Qu’est-ce qui t’a amené à réagir ?

Au début de la vingtaine, je me suis mis à penser plus sérieusement à ma santé. J’étais trop gros. Je tournais au ralenti, et je manquais d’assurance. C’était évident, il fallait que je réagisse.

Comment as-tu repris la situation en main ?

J’y suis allé progressivement. D’abord, j’ai réduit les quantités. Je me disais : “ Ce n’est pas ton dernier repas, tu remangeras un jour ! ” Quelquefois, il fallait que je m’éloigne physiquement de la table. Mais après, je me sentais bien, comme si j’avais remporté une victoire.

T’a-t-il fallu prendre des mesures draconiennes ?

J’ai complètement renoncé à certaines choses, aux sodas par exemple. Je ne buvais plus que de l’eau. C’était dur parce que j’adorais les sodas et je détestais l’eau. Alors après avoir bu un verre d’eau, je prenais une ou deux gorgées de jus, juste pour avoir un bon goût dans la bouche. Petit à petit, l’eau m’a paru plus “ appétissante ”.

Tu as éliminé les aliments malsains. Et ensuite ?

Je les ai remplacés par une nourriture saine. D’abord des fruits : pommes, bananes, fraises, myrtilles, framboises, melons... Puis j’ai introduit dans mon alimentation des protéines maigres, comme le poulet ou le thon. Ces aliments-​là figurent maintenant parmi mes préférés. J’essaie de manger davantage de légumes, et je touche modérément au plat de résistance.

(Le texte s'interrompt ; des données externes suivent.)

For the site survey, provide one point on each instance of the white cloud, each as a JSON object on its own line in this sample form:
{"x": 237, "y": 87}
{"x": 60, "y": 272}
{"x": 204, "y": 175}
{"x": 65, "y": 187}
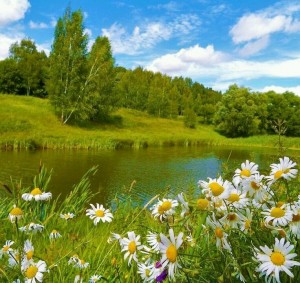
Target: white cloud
{"x": 148, "y": 35}
{"x": 12, "y": 10}
{"x": 280, "y": 89}
{"x": 35, "y": 25}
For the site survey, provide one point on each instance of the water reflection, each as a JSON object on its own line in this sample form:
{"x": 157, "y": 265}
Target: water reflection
{"x": 153, "y": 169}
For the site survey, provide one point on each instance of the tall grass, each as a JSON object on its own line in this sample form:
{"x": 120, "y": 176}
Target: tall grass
{"x": 30, "y": 123}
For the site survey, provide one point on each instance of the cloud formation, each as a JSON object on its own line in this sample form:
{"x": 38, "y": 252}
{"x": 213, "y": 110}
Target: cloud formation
{"x": 12, "y": 10}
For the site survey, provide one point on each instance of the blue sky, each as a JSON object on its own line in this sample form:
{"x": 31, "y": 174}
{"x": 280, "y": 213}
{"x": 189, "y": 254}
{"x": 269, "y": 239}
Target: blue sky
{"x": 254, "y": 43}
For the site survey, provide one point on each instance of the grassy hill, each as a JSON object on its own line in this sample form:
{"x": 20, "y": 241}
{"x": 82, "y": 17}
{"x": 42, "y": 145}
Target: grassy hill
{"x": 30, "y": 123}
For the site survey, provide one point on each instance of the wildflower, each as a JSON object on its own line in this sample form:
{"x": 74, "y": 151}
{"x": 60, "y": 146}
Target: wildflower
{"x": 153, "y": 240}
{"x": 283, "y": 170}
{"x": 169, "y": 249}
{"x": 67, "y": 216}
{"x": 130, "y": 246}
{"x": 32, "y": 227}
{"x": 273, "y": 261}
{"x": 164, "y": 208}
{"x": 278, "y": 216}
{"x": 221, "y": 236}
{"x": 6, "y": 248}
{"x": 37, "y": 195}
{"x": 54, "y": 234}
{"x": 216, "y": 188}
{"x": 15, "y": 214}
{"x": 99, "y": 213}
{"x": 247, "y": 170}
{"x": 95, "y": 278}
{"x": 184, "y": 205}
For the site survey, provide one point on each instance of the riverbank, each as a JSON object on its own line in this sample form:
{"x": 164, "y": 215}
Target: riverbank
{"x": 30, "y": 123}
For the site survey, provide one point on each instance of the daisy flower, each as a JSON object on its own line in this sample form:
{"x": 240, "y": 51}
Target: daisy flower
{"x": 164, "y": 208}
{"x": 54, "y": 234}
{"x": 169, "y": 250}
{"x": 98, "y": 213}
{"x": 283, "y": 170}
{"x": 32, "y": 227}
{"x": 34, "y": 273}
{"x": 247, "y": 170}
{"x": 15, "y": 214}
{"x": 130, "y": 246}
{"x": 219, "y": 232}
{"x": 184, "y": 205}
{"x": 216, "y": 188}
{"x": 95, "y": 278}
{"x": 6, "y": 248}
{"x": 67, "y": 216}
{"x": 153, "y": 240}
{"x": 237, "y": 199}
{"x": 37, "y": 195}
{"x": 278, "y": 216}
{"x": 273, "y": 261}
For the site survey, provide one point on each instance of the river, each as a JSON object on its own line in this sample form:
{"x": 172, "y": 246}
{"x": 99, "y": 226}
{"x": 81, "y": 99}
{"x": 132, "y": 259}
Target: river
{"x": 152, "y": 169}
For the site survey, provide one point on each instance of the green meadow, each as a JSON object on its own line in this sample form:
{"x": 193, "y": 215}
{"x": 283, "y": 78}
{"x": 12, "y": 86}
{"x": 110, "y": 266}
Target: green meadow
{"x": 30, "y": 123}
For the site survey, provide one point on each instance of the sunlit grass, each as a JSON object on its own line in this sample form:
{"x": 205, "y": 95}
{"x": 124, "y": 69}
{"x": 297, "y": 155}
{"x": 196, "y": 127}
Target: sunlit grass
{"x": 29, "y": 123}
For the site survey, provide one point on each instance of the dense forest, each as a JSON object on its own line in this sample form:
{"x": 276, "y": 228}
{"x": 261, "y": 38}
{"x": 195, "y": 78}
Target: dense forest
{"x": 86, "y": 84}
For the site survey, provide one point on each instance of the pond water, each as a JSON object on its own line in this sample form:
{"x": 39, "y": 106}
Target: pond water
{"x": 152, "y": 169}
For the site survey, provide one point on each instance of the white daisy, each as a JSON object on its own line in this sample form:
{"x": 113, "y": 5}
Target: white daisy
{"x": 164, "y": 208}
{"x": 130, "y": 246}
{"x": 278, "y": 216}
{"x": 283, "y": 170}
{"x": 153, "y": 240}
{"x": 15, "y": 214}
{"x": 54, "y": 234}
{"x": 34, "y": 273}
{"x": 67, "y": 216}
{"x": 247, "y": 170}
{"x": 216, "y": 188}
{"x": 169, "y": 250}
{"x": 37, "y": 195}
{"x": 273, "y": 261}
{"x": 6, "y": 248}
{"x": 98, "y": 213}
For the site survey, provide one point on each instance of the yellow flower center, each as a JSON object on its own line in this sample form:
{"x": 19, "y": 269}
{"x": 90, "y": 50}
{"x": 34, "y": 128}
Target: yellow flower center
{"x": 202, "y": 203}
{"x": 277, "y": 258}
{"x": 254, "y": 186}
{"x": 219, "y": 232}
{"x": 216, "y": 188}
{"x": 231, "y": 217}
{"x": 166, "y": 205}
{"x": 99, "y": 213}
{"x": 31, "y": 272}
{"x": 132, "y": 247}
{"x": 16, "y": 211}
{"x": 36, "y": 191}
{"x": 29, "y": 255}
{"x": 296, "y": 217}
{"x": 278, "y": 174}
{"x": 234, "y": 197}
{"x": 171, "y": 253}
{"x": 277, "y": 212}
{"x": 247, "y": 224}
{"x": 5, "y": 248}
{"x": 245, "y": 173}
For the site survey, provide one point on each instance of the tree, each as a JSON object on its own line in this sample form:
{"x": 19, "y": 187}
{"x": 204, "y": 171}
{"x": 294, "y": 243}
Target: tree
{"x": 30, "y": 64}
{"x": 236, "y": 115}
{"x": 68, "y": 68}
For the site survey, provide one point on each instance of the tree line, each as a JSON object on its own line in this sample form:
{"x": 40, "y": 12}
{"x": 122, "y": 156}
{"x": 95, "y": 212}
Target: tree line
{"x": 86, "y": 84}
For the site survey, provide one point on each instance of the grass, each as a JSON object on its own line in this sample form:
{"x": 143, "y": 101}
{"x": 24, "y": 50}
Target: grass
{"x": 30, "y": 123}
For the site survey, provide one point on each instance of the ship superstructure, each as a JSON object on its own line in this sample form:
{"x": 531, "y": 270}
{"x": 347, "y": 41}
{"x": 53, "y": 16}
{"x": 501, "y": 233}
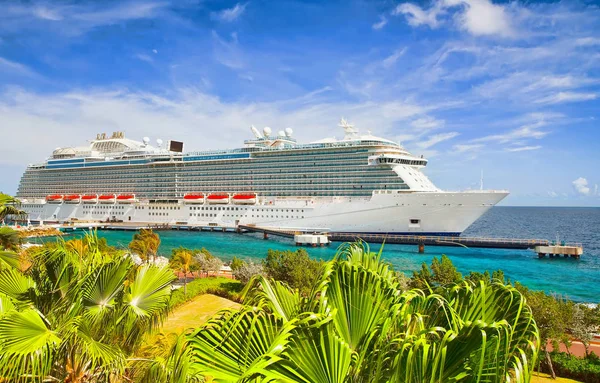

Quand, entre les repas, je grignote un aliment sain, j’ai moins tendance à dévorer à l’heure du repas. Avec le temps, ma dépendance à la “ cuisine fast-food ” a diminué.

Ne manges-tu plus du tout dehors ?

Si, ça m’arrive encore de temps en temps. Mais je me surveille : quand on me sert une portion trop copieuse, avant de commencer mon repas, j’en mets la moitié dans une barquette à emporter. Comme ça, je mange raisonnablement, plutôt que de finir à tout prix mon assiette simplement pour ne pas gaspiller.

Quels bienfaits retires-tu de ces changements ?

J’ai maigri, j’ai plus de tonus et je suis mieux dans ma peau. Ce qui me rend surtout heureux, c’est qu’en prenant soin de ma santé j’honore le Dieu qui m’a fait le don de la vie (Psaume 36:9). Avant, je confondais vie saine et vie austère. Aujourd’hui, pour rien au monde je ne reviendrais à mes vieilles habitudes * !

^ § 2 L’expression “ obésité infantile ” désigne une pathologie qui touche l’enfant et l’adolescent. D’après des spécialistes, le risque qu’un jeune souffrant de surcharge pondérale soit un adulte en surpoids est de 70 %.

^ § 20 Réveillez-vous ! ne recommande aucun régime en particulier. Chacun devrait analyser soigneusement les solutions envisageables et consulter un médecin avant de faire un choix en matière de diététique. Attention aux régimes en vogue, qui s’avèrent parfois dangereux.